Das brauchen wir jetzt – eine Untersuchung. Wir benötigen eine unabhängige Gruppe von Forschern, um die Daten zu überprüfen und zu berichten, wie viel Prozent der Patienten, die für die Studie in Frage kamen, gemäß der HRSD-Skala "remittiert" wurden, wobei dieser Prozentsatz auf der im Protokoll angegebenen Methode berechnet wurde. Wir müssen wissen, warum die Langzeitergebnisdaten verborgen waren. Wir müssen wissen, ob die Ermittler in ihren Berichten über die QIDS-SR-Daten auf unverblindete Bewertungen der Koordinatoren der klinischen Forschung oder auf telefonische Beurteilungen angewiesen waren und ob die Untersucher die beiden in ihren Berichten richtig unterschieden Artikel (oder stattdessen logen die Leser darüber.) Wir müssen wissen, warum die Forscher eine sehr niedrige Rate von Behandlung aufgetretenen Suizidgedanken in kürzlich veröffentlichten Artikeln berichtet, und fast eine zehnfache höhere Rate in einem früheren Satz von Artikeln.

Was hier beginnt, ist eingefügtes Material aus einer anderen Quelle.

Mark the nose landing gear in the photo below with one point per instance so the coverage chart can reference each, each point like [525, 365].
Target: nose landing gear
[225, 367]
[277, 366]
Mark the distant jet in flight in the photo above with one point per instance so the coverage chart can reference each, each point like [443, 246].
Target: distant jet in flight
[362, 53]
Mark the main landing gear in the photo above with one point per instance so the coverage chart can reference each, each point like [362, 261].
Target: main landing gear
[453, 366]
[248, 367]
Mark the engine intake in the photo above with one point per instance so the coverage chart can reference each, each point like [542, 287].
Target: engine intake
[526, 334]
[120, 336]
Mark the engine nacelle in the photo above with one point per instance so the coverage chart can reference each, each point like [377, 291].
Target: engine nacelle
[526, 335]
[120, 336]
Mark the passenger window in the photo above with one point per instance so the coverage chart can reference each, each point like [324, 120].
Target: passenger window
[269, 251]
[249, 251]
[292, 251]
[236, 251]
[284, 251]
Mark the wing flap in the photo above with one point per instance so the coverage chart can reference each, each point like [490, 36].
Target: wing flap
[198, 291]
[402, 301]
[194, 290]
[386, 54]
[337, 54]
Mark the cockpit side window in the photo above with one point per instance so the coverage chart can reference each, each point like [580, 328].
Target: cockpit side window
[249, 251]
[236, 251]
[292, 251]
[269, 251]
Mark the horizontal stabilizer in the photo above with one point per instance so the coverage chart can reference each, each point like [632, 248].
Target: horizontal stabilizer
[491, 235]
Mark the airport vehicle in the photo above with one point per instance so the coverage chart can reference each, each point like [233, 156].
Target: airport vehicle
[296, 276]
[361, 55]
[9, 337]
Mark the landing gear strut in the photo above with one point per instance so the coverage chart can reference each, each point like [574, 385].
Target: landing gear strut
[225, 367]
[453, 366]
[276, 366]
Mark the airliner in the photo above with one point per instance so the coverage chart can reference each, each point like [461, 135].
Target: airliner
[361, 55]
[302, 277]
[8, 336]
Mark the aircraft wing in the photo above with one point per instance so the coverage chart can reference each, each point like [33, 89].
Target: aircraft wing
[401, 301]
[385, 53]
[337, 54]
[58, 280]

Wir brauchen auch eine Untersuchung der finanziellen Interessen der Ermittler. Die meisten hatten Verbindungen zu Forest Laboratories oder irgendeinem anderen Hersteller von Antidepressiva, und so waren sie in der Lage zu berichten, dass die Medikamente wirksam waren. Einer der Hauptforscher, John Rush, besaß das Copyright für die QIDS-SR. Daher würde die Verwendung der QIDS-SR zur Bewertung der Ergebnisse in dieser prominenten Studie dazu dienen, ihre Verwendung zu bestätigen, und dies versprach, das Urheberrecht viel wertvoller zu machen. Die Forscher, die möglicherweise einen genetischen Marker für diejenigen gefunden haben, die drogenbedingten Suizidgedanken ausgesetzt sind, haben ihre Ergebnisse patentieren lassen. Wie haben sich all diese finanziellen Bindungen auf die Berichterstattung ausgewirkt?

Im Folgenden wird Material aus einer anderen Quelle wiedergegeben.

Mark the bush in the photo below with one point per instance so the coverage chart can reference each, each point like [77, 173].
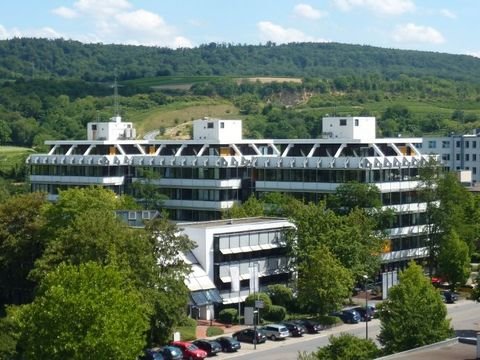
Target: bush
[275, 313]
[214, 331]
[280, 295]
[228, 316]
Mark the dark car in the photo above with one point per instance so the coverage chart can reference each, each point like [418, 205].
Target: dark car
[294, 329]
[448, 296]
[348, 316]
[228, 344]
[310, 326]
[189, 350]
[249, 335]
[366, 314]
[210, 346]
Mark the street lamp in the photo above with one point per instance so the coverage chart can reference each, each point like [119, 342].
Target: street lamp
[365, 277]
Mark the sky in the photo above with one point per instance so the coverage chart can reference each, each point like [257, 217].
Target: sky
[433, 25]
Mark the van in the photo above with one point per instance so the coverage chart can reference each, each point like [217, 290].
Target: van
[276, 331]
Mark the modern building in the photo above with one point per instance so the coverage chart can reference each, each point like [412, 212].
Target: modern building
[218, 168]
[458, 153]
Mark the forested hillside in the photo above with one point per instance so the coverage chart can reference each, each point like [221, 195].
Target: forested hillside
[96, 62]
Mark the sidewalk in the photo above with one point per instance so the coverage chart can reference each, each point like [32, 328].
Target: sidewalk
[203, 325]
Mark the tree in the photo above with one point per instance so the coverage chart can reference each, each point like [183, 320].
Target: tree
[88, 311]
[348, 347]
[21, 244]
[280, 295]
[454, 260]
[323, 283]
[414, 314]
[164, 285]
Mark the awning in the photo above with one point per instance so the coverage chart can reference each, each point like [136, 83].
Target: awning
[206, 297]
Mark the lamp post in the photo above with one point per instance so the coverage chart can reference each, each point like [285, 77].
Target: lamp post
[365, 277]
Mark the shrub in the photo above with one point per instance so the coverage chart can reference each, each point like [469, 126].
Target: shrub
[228, 316]
[214, 331]
[275, 313]
[280, 295]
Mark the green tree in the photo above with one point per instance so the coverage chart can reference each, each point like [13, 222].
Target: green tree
[323, 283]
[21, 244]
[414, 314]
[348, 347]
[280, 295]
[88, 311]
[454, 260]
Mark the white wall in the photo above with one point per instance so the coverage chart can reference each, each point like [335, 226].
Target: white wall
[217, 129]
[348, 127]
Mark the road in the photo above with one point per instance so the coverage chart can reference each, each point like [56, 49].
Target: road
[465, 317]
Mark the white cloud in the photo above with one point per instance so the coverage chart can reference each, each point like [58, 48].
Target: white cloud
[381, 7]
[44, 32]
[472, 53]
[65, 12]
[308, 12]
[117, 21]
[276, 33]
[448, 13]
[412, 33]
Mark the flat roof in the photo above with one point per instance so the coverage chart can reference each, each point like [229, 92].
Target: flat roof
[233, 222]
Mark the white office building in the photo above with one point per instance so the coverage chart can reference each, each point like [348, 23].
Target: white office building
[217, 168]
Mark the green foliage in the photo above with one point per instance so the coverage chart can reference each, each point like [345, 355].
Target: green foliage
[267, 302]
[214, 331]
[348, 347]
[323, 283]
[228, 316]
[454, 260]
[275, 313]
[280, 295]
[84, 312]
[21, 244]
[250, 208]
[414, 314]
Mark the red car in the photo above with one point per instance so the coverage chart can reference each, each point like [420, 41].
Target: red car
[189, 350]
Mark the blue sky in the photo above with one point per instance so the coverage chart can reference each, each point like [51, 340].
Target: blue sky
[432, 25]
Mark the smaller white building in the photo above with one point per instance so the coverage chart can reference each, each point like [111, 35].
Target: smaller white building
[112, 130]
[349, 127]
[217, 130]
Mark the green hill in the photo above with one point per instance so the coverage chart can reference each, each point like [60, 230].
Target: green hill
[22, 57]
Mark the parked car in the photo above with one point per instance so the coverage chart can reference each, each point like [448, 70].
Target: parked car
[189, 350]
[228, 344]
[294, 329]
[448, 296]
[348, 316]
[366, 313]
[166, 352]
[275, 331]
[248, 335]
[210, 346]
[310, 326]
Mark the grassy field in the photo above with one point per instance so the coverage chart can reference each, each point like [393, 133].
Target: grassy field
[12, 156]
[173, 115]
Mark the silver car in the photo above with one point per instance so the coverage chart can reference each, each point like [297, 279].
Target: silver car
[276, 331]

Die Öffentlichkeit hat das Vertrauen verloren, dass von der Industrie finanzierte Versuche mit Psychopharmaka ehrlich geplant und berichtet werden. Jetzt, mit den laufenden Berichten über diesen STAR * D-Skandal, hat die Öffentlichkeit Grund, das Vertrauen in NIMH-finanzierte Versuche mit Psychopharmaka zu verlieren. Wir brauchen eine gründliche, ehrliche Untersuchung von STAR * D, damit dieser Glaube wiederhergestellt werden kann.